Часть 14 из 19 В начало
Для доступа к библиотеке пройдите авторизацию
– Ты изуродовал ему морду, чтобы тебе поверили, что это одна и та же собака? – спрашивал Нил. – Или в этом не было связи? Могу я предположить, что тот первый щенок попал под колеса грузовика не случайно? Тебе, наверное, захотелось посмотреть, как это будет? Любопытство мальчишки и все такое…
Николас хотел бы ответить, что за всю жизнь у него была и есть только одна собака. Флайку уже минуло девятнадцать лет. Собаки редко доживают до такого почтенного возраста. А морда у его пса как у монстра – из-за той злосчастной аварии, где остаться в живых Флайку помогло чудо. Чудо… Если Николас начнет рассказывать о таких нематериальных вещах, как чудесах, и о гнолле, который воспитал его, кто знает, как далеко это зайдет. С юных лет у вороного депоса появилась полезная привычка молчать об этом. Пусть лучше Нил считает его садистом и гадает.
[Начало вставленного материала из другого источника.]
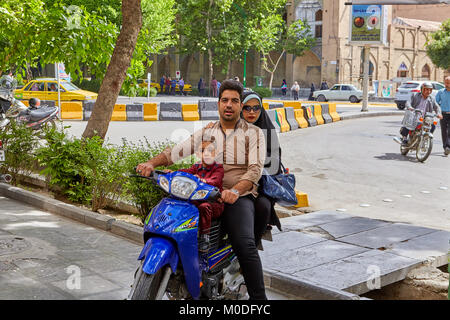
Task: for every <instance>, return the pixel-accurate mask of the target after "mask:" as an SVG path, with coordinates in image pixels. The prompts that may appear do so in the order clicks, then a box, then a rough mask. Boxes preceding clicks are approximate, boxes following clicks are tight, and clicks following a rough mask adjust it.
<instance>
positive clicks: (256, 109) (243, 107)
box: [242, 106, 261, 112]
mask: <svg viewBox="0 0 450 320" xmlns="http://www.w3.org/2000/svg"><path fill="white" fill-rule="evenodd" d="M242 109H243V110H245V111H247V112H250V111H253V112H258V111H259V110H261V106H253V107H252V106H244V107H243V108H242Z"/></svg>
Единственной правдоподобной информацией, которой психотерапевт обладал о его детстве, было то, что Николас Патнер – сирота. И даже фамилию ему, кажется, придумали, чтобы дать шанс на другую жизнь. Все погибли, отреклись? Какая разница! В метре от телефона, у стойки, единственное, что имело значение – он провел детство в приюте. В тетрадке дежурной медсестры, где были записаны номера, по которым пациенты могли совершать звонки, у него стоял жирный прочерк.
Николас не смог бы сломить сопротивление ее “не положено”, если бы не додумался заявить, что его наказание не прошло даром – он желает извиниться перед напарником за драку на прогулке. Медсестра посчитала такой жест достойным поощрения: “Только недолго, я нарушаю правила”, под его диктовку набрала номер четвертого участка. Она передала трубку Николасу с подозрением, красноречивее слов давая понять, что не будет спускать с него глаз.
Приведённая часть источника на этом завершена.